The hullabaloo surrounding Glencore Plc’s spurned approach to rival miner Rio Tinto shows why this is probably the wrong deal at the right time.
Glencore’s proposal to create USD 160 billion behemoth is certainly audacious, and may even make sense for shareholders of both companies if priced attractively.
But even if it were successful, such a deal would do little resolve the key problems bedevilling the outlook for many commodity markets, and the companies that produce those resources.
The logic of Glencore taking control of Rio Tinto would be for the former to get access to the latter’s iron ore operations in Australia, which are the lowest cost among major producers.
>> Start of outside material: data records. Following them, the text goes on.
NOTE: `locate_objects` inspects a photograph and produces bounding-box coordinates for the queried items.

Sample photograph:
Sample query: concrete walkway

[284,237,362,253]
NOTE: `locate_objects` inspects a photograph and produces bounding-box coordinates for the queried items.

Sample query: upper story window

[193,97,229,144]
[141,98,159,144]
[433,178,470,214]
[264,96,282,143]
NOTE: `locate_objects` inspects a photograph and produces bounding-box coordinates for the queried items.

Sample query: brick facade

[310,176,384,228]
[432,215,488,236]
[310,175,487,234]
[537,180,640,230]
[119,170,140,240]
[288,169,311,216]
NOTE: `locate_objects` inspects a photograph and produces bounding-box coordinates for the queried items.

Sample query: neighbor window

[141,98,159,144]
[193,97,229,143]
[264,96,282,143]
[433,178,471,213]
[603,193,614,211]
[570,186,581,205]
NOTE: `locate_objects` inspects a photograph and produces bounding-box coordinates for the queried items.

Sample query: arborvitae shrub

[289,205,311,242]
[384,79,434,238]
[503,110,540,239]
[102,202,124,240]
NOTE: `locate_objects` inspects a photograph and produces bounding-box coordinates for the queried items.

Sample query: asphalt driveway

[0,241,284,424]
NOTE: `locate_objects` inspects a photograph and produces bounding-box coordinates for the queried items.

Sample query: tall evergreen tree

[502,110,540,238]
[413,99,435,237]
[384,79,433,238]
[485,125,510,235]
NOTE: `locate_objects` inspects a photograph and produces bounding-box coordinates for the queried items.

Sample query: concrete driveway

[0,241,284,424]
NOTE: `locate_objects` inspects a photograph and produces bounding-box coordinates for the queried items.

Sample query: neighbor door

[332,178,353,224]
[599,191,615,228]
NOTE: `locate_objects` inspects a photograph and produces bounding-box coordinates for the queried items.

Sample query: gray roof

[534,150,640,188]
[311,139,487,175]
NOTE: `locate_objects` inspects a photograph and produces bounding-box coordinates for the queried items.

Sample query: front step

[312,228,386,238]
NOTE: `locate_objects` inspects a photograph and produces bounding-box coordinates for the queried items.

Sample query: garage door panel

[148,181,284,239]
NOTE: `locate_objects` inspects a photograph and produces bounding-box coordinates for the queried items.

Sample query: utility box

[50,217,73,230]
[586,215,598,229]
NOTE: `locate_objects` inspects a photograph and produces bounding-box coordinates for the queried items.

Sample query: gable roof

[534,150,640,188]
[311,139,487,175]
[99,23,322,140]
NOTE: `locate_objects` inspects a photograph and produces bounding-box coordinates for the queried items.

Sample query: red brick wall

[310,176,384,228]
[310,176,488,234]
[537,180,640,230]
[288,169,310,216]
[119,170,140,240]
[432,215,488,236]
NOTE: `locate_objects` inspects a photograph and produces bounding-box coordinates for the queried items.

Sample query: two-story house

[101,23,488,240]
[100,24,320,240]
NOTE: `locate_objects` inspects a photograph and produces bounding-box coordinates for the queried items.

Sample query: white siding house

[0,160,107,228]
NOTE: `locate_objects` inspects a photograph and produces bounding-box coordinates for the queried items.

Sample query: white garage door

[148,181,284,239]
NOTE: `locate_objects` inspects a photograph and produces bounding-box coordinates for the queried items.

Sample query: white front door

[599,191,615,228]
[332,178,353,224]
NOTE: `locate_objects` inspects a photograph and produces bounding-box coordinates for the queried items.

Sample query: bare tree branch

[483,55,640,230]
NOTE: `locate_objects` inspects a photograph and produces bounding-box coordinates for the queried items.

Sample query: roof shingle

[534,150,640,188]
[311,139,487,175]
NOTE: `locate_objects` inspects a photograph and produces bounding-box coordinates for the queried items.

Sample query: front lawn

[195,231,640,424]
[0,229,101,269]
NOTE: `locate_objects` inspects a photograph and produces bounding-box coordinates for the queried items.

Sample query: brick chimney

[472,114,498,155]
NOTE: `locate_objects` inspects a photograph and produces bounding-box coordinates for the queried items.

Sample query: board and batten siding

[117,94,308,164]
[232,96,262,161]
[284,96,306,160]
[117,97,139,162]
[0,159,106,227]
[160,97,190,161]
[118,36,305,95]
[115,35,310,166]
Iron ore is the missing arrow in Glencore’s quiver and the assumption behind a deal would be that the Swiss based company would be able to use its trading nous to extract more value from the well run Rio Tinto mines.
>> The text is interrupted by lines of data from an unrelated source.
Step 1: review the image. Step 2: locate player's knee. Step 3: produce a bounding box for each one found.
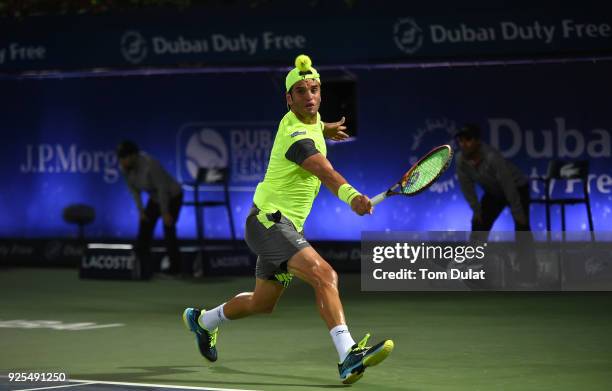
[326,268,339,290]
[311,264,338,291]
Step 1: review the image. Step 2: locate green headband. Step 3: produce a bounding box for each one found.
[285,54,321,92]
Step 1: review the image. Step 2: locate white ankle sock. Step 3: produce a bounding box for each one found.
[330,324,356,362]
[198,303,228,330]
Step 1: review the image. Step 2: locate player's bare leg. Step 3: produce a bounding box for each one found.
[223,278,285,319]
[183,278,284,362]
[287,247,345,329]
[288,247,394,384]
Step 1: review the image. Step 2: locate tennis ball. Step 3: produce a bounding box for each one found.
[295,54,312,72]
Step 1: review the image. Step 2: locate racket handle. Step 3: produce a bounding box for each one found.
[370,191,387,206]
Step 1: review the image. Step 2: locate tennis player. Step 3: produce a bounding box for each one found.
[182,55,394,384]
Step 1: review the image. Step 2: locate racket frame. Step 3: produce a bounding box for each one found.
[371,144,453,206]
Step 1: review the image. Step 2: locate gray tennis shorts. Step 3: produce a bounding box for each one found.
[244,206,311,284]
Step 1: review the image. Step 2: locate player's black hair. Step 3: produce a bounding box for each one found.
[454,124,481,140]
[116,140,139,158]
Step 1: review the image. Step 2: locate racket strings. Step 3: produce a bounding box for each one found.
[401,149,451,194]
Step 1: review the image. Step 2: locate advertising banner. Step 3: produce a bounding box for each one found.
[1,8,611,73]
[1,62,610,240]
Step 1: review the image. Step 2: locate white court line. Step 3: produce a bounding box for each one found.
[12,382,97,391]
[1,376,259,391]
[69,379,260,391]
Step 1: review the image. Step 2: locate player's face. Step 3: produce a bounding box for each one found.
[119,155,137,171]
[457,136,480,158]
[287,79,321,120]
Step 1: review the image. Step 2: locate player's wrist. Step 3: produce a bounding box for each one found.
[338,183,361,206]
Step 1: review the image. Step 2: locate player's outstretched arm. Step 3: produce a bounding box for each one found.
[301,153,372,215]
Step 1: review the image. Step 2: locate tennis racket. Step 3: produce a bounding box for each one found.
[371,144,453,206]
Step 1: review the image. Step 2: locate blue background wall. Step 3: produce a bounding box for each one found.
[1,61,611,240]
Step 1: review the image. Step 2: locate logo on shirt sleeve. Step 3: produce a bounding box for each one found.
[290,130,307,138]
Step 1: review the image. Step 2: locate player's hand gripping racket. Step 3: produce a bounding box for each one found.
[370,145,453,206]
Assuming that all the anti-trust and other regulatory obstacles could be overcome, and that Rio Tinto shareholders could be won over, then the potential for the deal to be rewarding for Glencore is compelling.
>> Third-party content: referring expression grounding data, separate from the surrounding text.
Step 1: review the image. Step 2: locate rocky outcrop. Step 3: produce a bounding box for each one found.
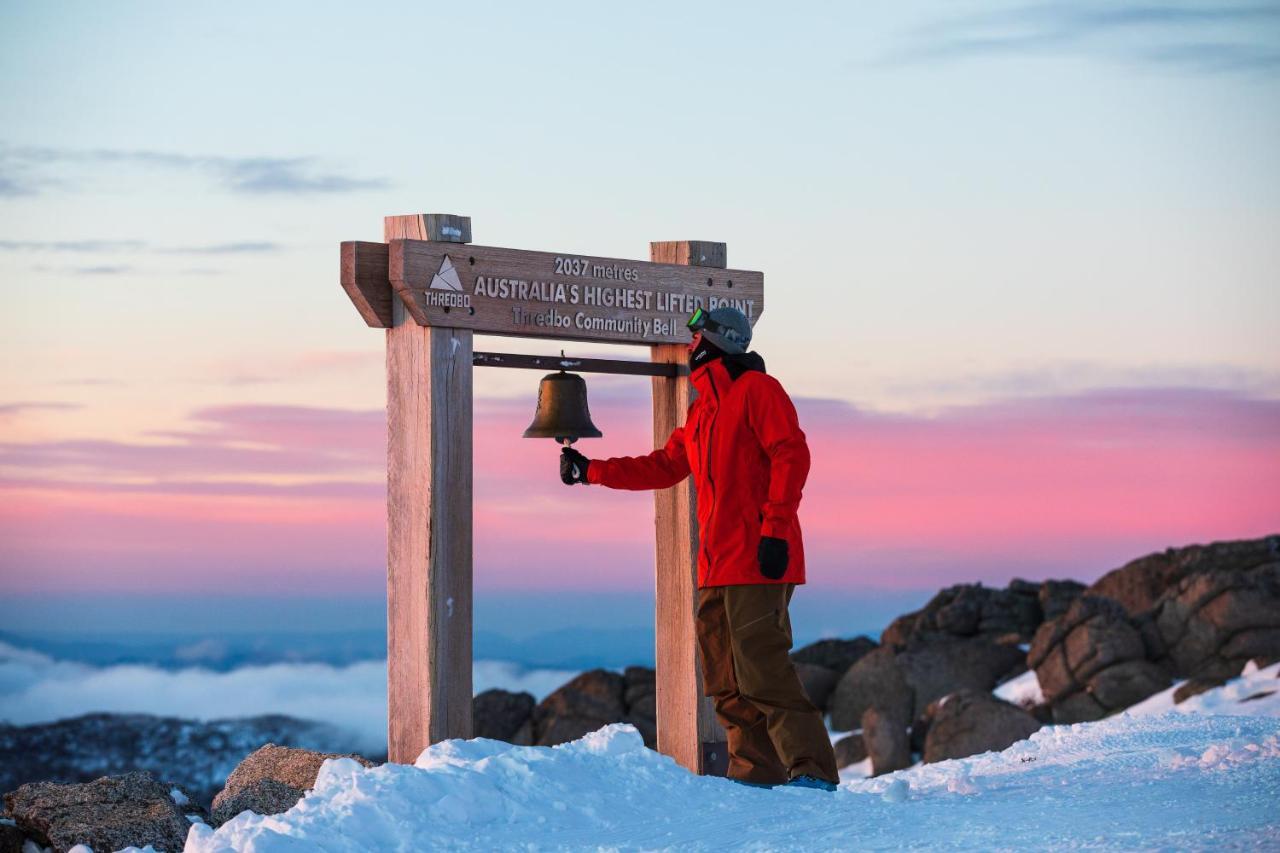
[828,638,1024,730]
[210,743,375,826]
[794,663,839,711]
[1173,677,1225,704]
[861,707,911,777]
[828,647,912,731]
[791,637,877,675]
[1027,536,1280,722]
[534,669,627,746]
[0,820,23,853]
[787,637,878,714]
[532,667,657,748]
[4,771,195,853]
[1040,579,1088,622]
[881,579,1075,648]
[0,712,364,810]
[473,689,535,744]
[1148,558,1280,680]
[897,638,1026,718]
[211,779,305,828]
[1088,536,1279,616]
[622,666,658,748]
[832,732,867,769]
[921,690,1041,764]
[1028,595,1170,723]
However, the emphatic rejection of the approach by Rio Tinto’s board likely means that Glencore will be unable to get a low ball offer accepted, meaning it either has to pay more money for Rio or go hostile.
Both of those would be tough decisions for Glencore’s Ivan Glasenberg, the former South African who merged secretive traders Glencore with mining major Xstrata, in a deal completed last year that was initially touted as a merger of equals but ended up with Glencore dominant.
While Glencore clearly faces an uphill battle to make the Rio Tinto deal work, there are likely better opportunities available in mining mergers and acquisitions.
The main problem in the iron ore market is that capacity additions have run ahead of even the most heroic demand assumptions, and the market is now poised for several years of low prices.
More importantly, the price has slumped 59% since the all time high reached in February 2011, a time when the mining majors were planning to spend billions of dollars to boost output, believing the hype that China would buy everything they could produce.
The reality has turned out somewhat differently. While Chinese import demand has grown strongly, the capacity additions have swamped this and Chinese domestic iron ore output has probably been more resilient than the major miners expected.